Par ce concept Kahneman nous explique ainsi indirectement que dans toute organisation (du niveau opérationnel au niveau cellule de crise) les deux tendances existeront et se manifesteront. Elles interfèreront sur notre capacité à identifier, évaluer, agir et à interagir face à un événement donné. Selon le contexte, nous serons plus aptes individuellement à faire valoir l’une ou l’autre des tendances et à les observer chez nos interlocuteurs.


C’est l’exemple proposé par Christian Morel dans son livre « les décisions absurdes » lorsqu’un pilote privilégie l’intelligence rapide et décide de couper le moteur gauche alors que tous les indicateurs techniques et humains lui indiquent de couper le droit.


WYSIATIS


Si le pilote a utilisé son intelligence rapide, basée sur ses émotions et son intuition il a aussi adhéré au principe WYSIATIS pour “What You See Is All There Is” / tout ce que l’on voit est tout ce qui est l’essentiel.


Concept majeur en gestion de crise il concerne cette tendance à penser que ce que nous nous voyons est l’essentiel. Nous pourrions l’associer à ce fameux adage « je ne crois que ce que je vois ». Ainsi si je vois de la fumée sur la gauche du cockpit c’est que le réacteur gauche est en panne.


Or, comme on le voit dans cette illustration, l’essentiel n’est pas toujours dans ce que nous voyons. Ainsi, la fumée n’est pas forcément représentative d’un incendie, la chute de liquide provenant du ciel, pas forcément de l’eau.

Pour compléter mon propos, souvenez vous de l’image de la vieille dame et de la jeune femme ou encore des escaliers de M.C. Escher.



Ces illustrations montrent qu’il est impossible de voir immédiatement les deux personnages dans le premier dessin et l ensemble des orientations des escaliers dans le deuxième. C’est seulement après une deuxième analyse, une prise de recul que nous sommes en mesure de distinguer une autre facette de l’illustration.


Penser que l’essentiel est dans ce que nous voyons entraîne chez nous une interprétation rapide d’une situation (je ne vois que la vieille dame ou que des escaliers à l’endroit) et des actions immédiates, amplificatrices de risques ou inefficaces.


BEST PRACTICES


Ensuite la notion de « best practices » dans le monde du Conseil est intéressante et risque de faire se crisper mes collègues et amis consultants. Elle renvoie au biais cognitif « d’illusion de supériorité ». C’est-à-dire du sentiment de supériorité d’un groupe ou d’une organisation qui l’éloigne de toute remise en question, prise de recul et, par conséquent, de toute capacité d’adaptation, face à une situation de crise.

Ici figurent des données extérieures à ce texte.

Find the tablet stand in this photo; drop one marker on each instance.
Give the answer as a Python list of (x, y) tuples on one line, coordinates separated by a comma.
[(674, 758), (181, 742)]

Il reflète la tendance à penser que notre manière d’appréhender une situation est nécessairement la bonne car nous sommes les seuls à pouvoir dire quelles sont les meilleures pratiques dans toutes les situations données puisque toute approche innovante et pertinente passe par notre validation.


Comme vous l’avez compris nous construisons des tours bancales issues d’erreurs d’analyse ou d'une perception faussée d’une situation. Ces illusions de vérité s’additionnent entre elles et altèrent notre capacité à évaluer notre exposition réelle aux risques et la gravité d’un événement. Nous verrons dans un temps 3 que d’autres biais spécifiques à nos modes de résolution d’un problème, complètent ceux précédemment cités dans ce premier article sur les biais cognitifs en gestion des risques.